Ели не спеша, молча. Хозяин деловито хлебал суп, заедая его толстенным куском хлеба с салом. К яблокам и чаю он принес банку меда.
— Последний год медком балуемся, — пожаловался он Вальке. — Пропали пчелы из лесничества. Хорошая была пасека. Клещ все семьи погубил.
Лесник включил телевизор и, забрав со стола кружку с чаем и политый медом кусок хлеба, пересел к нему.
— Слушай, а зовут тебя как? — спросил оттуда, прихлебывая из кружки.
— Валькой.
— Валентина, — поправил он, — Валька — это девчонка непутевая. А ты девка взрослая, справная. Ты — Валентина. Ну, а меня — Михаилом.
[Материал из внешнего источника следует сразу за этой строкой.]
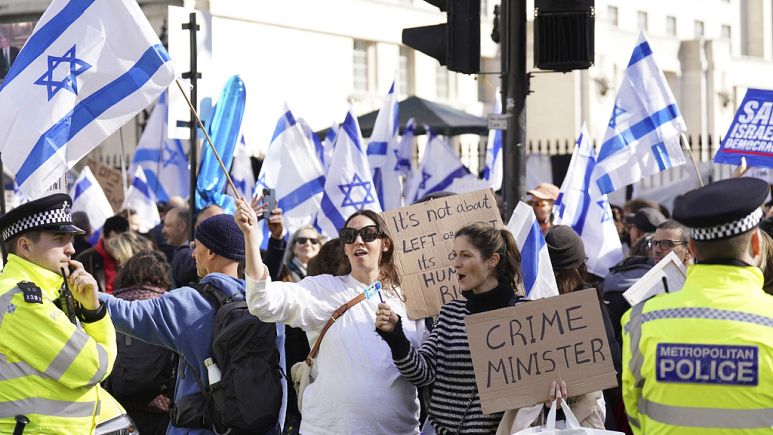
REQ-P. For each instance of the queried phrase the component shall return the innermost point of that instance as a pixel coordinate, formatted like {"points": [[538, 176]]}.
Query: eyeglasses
{"points": [[368, 234], [666, 244]]}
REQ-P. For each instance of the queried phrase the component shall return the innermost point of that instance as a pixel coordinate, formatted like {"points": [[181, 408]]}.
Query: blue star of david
{"points": [[69, 82], [606, 216], [616, 112], [347, 191], [424, 177]]}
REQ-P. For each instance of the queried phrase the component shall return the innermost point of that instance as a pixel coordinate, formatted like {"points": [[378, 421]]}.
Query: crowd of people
{"points": [[144, 317]]}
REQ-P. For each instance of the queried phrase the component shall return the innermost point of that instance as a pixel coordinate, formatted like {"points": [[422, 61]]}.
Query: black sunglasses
{"points": [[368, 234]]}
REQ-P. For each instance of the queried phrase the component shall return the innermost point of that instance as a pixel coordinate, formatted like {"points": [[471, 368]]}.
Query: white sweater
{"points": [[357, 389]]}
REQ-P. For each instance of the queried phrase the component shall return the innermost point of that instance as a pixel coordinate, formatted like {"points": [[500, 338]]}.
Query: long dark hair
{"points": [[386, 263], [489, 241]]}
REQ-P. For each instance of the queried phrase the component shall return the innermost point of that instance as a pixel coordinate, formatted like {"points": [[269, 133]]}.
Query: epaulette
{"points": [[32, 293]]}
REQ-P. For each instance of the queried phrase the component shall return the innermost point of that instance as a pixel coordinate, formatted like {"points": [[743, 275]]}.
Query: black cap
{"points": [[723, 209], [646, 219], [50, 213], [565, 248]]}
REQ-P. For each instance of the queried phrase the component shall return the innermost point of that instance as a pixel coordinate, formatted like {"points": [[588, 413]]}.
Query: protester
{"points": [[183, 320], [99, 260], [486, 262], [354, 390], [143, 374], [304, 246], [567, 255], [698, 360], [542, 199], [53, 355], [671, 236], [125, 245]]}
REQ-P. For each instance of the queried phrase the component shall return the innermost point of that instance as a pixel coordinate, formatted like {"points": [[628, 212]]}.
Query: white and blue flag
{"points": [[643, 134], [87, 196], [493, 170], [382, 152], [536, 268], [291, 168], [440, 167], [583, 207], [241, 172], [348, 184], [88, 68], [163, 159], [140, 198]]}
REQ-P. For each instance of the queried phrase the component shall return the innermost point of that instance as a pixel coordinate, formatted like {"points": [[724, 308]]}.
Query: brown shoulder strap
{"points": [[336, 314]]}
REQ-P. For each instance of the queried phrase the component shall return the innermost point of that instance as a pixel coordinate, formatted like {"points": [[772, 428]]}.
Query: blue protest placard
{"points": [[751, 133]]}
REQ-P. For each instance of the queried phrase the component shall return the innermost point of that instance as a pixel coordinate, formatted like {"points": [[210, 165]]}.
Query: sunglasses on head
{"points": [[304, 240], [368, 234]]}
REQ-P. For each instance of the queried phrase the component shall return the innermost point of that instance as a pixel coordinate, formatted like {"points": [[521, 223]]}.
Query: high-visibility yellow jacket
{"points": [[700, 360], [50, 369]]}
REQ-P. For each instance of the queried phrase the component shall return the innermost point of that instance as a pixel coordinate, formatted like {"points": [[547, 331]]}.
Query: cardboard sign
{"points": [[110, 180], [665, 277], [518, 351], [751, 133], [424, 237]]}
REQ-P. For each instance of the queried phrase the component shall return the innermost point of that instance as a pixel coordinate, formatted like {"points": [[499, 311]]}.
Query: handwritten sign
{"points": [[667, 276], [518, 351], [424, 237], [751, 133], [110, 180]]}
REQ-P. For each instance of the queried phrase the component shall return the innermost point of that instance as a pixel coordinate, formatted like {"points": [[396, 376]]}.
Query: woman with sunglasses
{"points": [[356, 388], [486, 262]]}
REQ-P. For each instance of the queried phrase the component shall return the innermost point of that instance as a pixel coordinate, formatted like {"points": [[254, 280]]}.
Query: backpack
{"points": [[141, 372], [248, 397]]}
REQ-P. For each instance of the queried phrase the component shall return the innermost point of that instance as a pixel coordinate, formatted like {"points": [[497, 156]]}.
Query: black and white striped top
{"points": [[443, 362]]}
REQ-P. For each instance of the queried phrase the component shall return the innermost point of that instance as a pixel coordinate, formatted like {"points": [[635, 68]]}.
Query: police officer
{"points": [[700, 360], [55, 345]]}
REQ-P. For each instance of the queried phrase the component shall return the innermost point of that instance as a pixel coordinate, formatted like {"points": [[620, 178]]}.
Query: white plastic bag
{"points": [[570, 427]]}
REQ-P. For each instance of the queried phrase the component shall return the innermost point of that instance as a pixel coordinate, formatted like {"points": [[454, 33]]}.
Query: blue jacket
{"points": [[183, 320]]}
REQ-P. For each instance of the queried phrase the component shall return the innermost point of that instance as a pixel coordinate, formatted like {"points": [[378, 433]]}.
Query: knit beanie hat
{"points": [[565, 248], [222, 235]]}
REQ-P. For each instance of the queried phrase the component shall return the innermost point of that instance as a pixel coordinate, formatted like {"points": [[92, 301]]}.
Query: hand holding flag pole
{"points": [[209, 140]]}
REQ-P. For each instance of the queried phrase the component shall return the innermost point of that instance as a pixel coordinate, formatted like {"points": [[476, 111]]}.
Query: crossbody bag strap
{"points": [[336, 314]]}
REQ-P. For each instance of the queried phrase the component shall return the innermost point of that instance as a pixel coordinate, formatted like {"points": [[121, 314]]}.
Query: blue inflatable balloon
{"points": [[224, 129]]}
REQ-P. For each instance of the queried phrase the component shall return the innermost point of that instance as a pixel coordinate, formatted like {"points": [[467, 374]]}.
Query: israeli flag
{"points": [[163, 160], [291, 168], [536, 269], [643, 133], [440, 167], [493, 170], [348, 185], [385, 140], [140, 198], [87, 196], [241, 172], [583, 207], [88, 68]]}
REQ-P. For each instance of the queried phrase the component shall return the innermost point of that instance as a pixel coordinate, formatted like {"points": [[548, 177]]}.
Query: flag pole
{"points": [[692, 158], [209, 141]]}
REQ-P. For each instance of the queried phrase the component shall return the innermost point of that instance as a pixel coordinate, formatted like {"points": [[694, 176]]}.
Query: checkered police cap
{"points": [[723, 209], [51, 213]]}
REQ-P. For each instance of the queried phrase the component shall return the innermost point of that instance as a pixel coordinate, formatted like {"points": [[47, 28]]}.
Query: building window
{"points": [[360, 66], [406, 68], [612, 15], [641, 18], [671, 26], [699, 29], [442, 79]]}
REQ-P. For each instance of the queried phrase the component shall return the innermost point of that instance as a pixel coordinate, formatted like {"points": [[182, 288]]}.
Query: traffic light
{"points": [[563, 34], [456, 43]]}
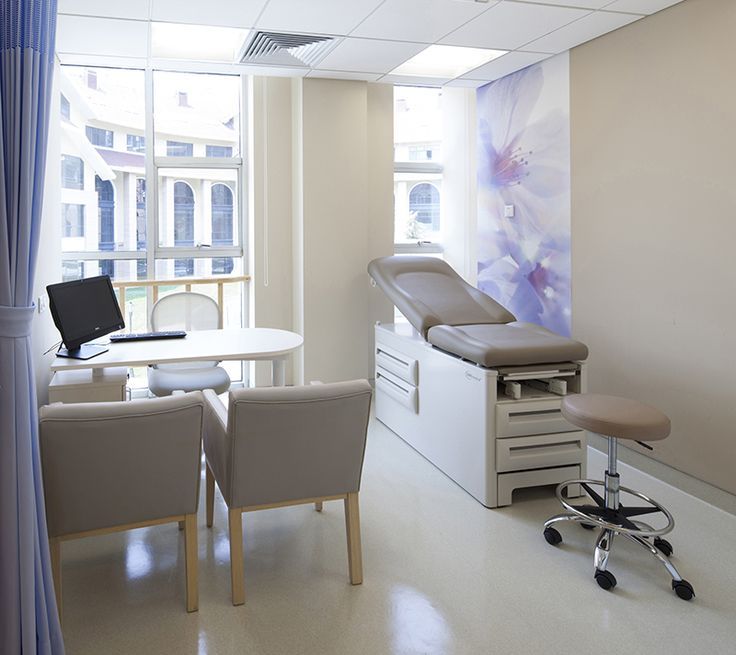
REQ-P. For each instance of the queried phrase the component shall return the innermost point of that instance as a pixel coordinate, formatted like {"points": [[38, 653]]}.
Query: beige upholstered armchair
{"points": [[283, 446], [122, 465]]}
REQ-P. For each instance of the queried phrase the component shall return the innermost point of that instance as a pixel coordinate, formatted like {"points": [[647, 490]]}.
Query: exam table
{"points": [[472, 389]]}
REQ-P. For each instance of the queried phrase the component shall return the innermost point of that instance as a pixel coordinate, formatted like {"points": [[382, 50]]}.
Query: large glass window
{"points": [[417, 169]]}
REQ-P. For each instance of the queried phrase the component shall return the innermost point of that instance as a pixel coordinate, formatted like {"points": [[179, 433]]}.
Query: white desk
{"points": [[203, 345]]}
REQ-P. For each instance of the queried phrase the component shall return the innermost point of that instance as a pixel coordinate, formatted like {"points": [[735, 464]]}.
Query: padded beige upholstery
{"points": [[111, 464], [429, 292], [506, 345], [277, 444], [612, 416], [458, 318]]}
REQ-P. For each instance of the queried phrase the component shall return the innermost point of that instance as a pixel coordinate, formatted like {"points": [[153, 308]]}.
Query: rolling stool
{"points": [[616, 418]]}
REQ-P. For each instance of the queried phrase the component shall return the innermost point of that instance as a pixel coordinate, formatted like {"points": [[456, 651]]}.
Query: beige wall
{"points": [[653, 109], [327, 149]]}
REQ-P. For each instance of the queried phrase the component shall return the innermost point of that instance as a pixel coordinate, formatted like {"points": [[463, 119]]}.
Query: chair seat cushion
{"points": [[612, 416], [509, 344], [164, 381]]}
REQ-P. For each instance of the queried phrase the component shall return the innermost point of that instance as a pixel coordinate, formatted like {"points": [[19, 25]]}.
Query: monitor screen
{"points": [[84, 309]]}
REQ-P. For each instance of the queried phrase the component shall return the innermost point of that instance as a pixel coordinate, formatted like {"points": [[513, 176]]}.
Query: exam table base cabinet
{"points": [[455, 414]]}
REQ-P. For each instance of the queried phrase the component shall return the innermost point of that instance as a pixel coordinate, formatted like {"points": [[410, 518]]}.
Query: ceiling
{"points": [[372, 37]]}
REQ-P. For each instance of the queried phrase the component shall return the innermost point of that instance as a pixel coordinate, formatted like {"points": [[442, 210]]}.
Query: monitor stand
{"points": [[85, 351]]}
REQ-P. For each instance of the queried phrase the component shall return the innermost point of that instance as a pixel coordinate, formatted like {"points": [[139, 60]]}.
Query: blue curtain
{"points": [[29, 622]]}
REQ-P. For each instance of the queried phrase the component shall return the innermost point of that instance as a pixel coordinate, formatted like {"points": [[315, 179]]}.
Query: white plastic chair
{"points": [[186, 311]]}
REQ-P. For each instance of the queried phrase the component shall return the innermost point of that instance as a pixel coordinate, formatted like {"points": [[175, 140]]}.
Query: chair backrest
{"points": [[429, 292], [289, 443], [112, 464], [185, 311]]}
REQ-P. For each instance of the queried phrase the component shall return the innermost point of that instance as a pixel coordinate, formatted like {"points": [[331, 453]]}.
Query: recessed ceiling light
{"points": [[446, 61], [199, 42]]}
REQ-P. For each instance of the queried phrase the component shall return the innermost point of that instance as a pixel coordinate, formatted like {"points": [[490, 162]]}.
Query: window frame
{"points": [[153, 163]]}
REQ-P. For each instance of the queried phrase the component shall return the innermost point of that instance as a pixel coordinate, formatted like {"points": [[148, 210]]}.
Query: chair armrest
{"points": [[216, 441]]}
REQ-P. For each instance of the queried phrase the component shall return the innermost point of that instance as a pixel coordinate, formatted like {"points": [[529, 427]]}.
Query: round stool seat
{"points": [[612, 416]]}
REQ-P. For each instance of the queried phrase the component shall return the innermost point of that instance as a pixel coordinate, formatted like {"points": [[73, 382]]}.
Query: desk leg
{"points": [[278, 372]]}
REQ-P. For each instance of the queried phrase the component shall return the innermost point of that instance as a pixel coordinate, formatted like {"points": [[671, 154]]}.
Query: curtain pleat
{"points": [[29, 622]]}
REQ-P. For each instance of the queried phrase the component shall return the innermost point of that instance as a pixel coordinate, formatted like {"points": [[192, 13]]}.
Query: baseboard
{"points": [[702, 490]]}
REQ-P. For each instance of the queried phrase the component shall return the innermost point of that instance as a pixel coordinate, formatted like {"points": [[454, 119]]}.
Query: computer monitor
{"points": [[84, 310]]}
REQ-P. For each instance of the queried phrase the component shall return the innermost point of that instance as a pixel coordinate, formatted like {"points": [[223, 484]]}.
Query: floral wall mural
{"points": [[524, 162]]}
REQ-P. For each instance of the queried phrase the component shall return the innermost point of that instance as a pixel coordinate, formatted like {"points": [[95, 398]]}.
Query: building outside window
{"points": [[72, 220], [111, 174], [219, 151], [72, 172], [179, 149], [99, 137], [417, 170], [136, 143]]}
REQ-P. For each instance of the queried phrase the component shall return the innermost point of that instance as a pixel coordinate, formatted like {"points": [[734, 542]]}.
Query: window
{"points": [[219, 151], [72, 172], [222, 215], [72, 217], [179, 149], [195, 227], [99, 137], [66, 109], [136, 143], [183, 214], [417, 169]]}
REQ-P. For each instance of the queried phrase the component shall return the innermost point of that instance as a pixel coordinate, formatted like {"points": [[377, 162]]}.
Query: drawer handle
{"points": [[575, 442]]}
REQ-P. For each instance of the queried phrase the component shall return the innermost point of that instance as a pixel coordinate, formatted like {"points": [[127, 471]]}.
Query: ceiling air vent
{"points": [[280, 49]]}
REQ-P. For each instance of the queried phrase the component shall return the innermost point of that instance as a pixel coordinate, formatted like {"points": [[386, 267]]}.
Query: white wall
{"points": [[48, 268]]}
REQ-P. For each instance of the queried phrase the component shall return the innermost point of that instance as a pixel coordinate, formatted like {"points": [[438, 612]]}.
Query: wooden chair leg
{"points": [[55, 548], [191, 556], [352, 528], [235, 522], [210, 500]]}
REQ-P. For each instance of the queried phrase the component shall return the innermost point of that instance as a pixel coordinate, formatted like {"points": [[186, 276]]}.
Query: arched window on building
{"points": [[183, 226], [424, 199], [106, 213], [222, 215]]}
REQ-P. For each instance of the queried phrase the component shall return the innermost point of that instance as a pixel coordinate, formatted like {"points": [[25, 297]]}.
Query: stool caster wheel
{"points": [[552, 536], [683, 589], [664, 546], [605, 579]]}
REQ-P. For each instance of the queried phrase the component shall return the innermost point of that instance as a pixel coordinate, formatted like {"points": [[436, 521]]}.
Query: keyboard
{"points": [[148, 336]]}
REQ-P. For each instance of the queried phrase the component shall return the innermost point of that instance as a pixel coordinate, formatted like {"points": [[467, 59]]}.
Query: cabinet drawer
{"points": [[520, 419], [396, 389], [403, 367], [540, 451]]}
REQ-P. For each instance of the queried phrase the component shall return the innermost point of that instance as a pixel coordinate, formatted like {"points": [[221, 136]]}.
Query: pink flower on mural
{"points": [[524, 162]]}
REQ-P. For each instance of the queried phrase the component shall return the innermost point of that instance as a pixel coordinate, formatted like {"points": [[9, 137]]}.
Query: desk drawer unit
{"points": [[520, 419], [539, 451]]}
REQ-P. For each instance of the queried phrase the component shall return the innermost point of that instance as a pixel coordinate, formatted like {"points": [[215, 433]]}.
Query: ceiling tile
{"points": [[641, 6], [585, 29], [136, 9], [320, 16], [342, 75], [425, 21], [101, 36], [582, 4], [510, 25], [228, 13], [509, 63], [369, 55]]}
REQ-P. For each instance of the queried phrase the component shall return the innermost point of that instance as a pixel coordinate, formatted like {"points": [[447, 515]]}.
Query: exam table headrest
{"points": [[429, 292]]}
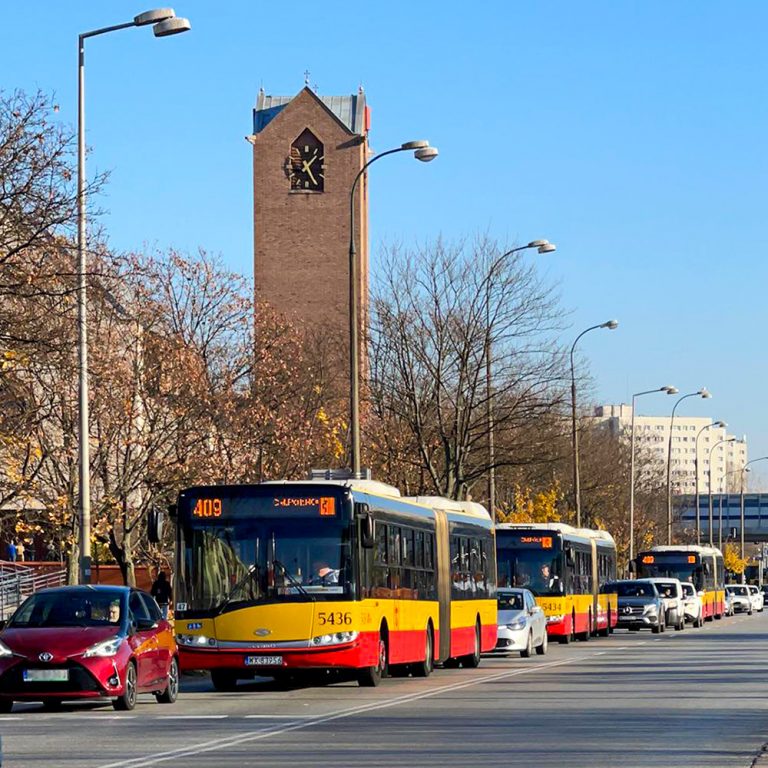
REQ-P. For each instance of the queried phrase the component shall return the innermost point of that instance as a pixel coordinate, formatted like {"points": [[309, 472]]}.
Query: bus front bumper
{"points": [[354, 654]]}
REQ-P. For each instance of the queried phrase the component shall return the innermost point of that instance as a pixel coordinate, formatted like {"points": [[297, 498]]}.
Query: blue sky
{"points": [[632, 134]]}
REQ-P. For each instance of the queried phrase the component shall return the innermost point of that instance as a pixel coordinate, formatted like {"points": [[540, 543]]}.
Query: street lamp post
{"points": [[670, 390], [423, 152], [164, 23], [542, 246], [610, 325], [720, 425], [704, 393], [709, 482], [744, 470]]}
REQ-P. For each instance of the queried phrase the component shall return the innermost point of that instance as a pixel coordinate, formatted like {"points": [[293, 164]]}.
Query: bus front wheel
{"points": [[370, 677], [472, 660]]}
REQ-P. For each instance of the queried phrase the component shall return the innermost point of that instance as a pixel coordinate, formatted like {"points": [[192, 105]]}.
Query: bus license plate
{"points": [[263, 661], [46, 675]]}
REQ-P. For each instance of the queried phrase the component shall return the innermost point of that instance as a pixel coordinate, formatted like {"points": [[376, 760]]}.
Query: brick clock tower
{"points": [[307, 150]]}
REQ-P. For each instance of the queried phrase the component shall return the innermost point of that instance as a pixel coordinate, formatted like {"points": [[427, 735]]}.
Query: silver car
{"points": [[671, 593], [740, 598], [522, 623]]}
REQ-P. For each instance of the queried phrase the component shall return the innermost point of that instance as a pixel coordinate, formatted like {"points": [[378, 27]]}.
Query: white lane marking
{"points": [[214, 744], [277, 717], [190, 717]]}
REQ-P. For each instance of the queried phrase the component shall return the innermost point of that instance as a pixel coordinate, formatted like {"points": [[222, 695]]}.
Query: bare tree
{"points": [[437, 315]]}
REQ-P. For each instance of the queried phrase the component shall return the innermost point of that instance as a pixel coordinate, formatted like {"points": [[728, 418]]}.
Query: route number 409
{"points": [[334, 617]]}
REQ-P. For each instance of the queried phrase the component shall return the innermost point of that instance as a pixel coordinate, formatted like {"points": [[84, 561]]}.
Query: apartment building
{"points": [[652, 435]]}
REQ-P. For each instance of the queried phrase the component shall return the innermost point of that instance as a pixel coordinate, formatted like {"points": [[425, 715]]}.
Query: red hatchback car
{"points": [[87, 642]]}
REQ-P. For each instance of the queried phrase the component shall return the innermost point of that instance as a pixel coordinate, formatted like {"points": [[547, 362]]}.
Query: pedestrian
{"points": [[161, 591]]}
— Дядя Миша, значит, — в свою очередь поправила Валька.
Лесник помолчал. Потом сказал:
— Я в дядях-то Мишах еще успею походить. А пока время не вышло — Михаил. Не старый еще.
Валька в охотку сосала моченые яблоки с медом, запивала чаем. Потом не удержалась и налила себе еще молока. Пила с черным хлебом, сыто щурилась. Отвалилась от стола, с жадностью посмотрела на остатки еды. Убрала все обратно в печь, смела в ладонь крошки, вынесла молоко на веранду. Хозяин изредка поглядывал на нее, на то, как она ладно и быстро все делала.
— С матерью вдвоем живете? — спросила Валька, закрывая печь ставнем.
— Вдвоем, — нехотя ответил лесник.
Помолчали. В телевизоре Тихонов выстрелил в живот Дурову. Тот упал в озеро. Заиграла музыка и поехали титры. Хозяин переключил программу — там фильм еще не кончился.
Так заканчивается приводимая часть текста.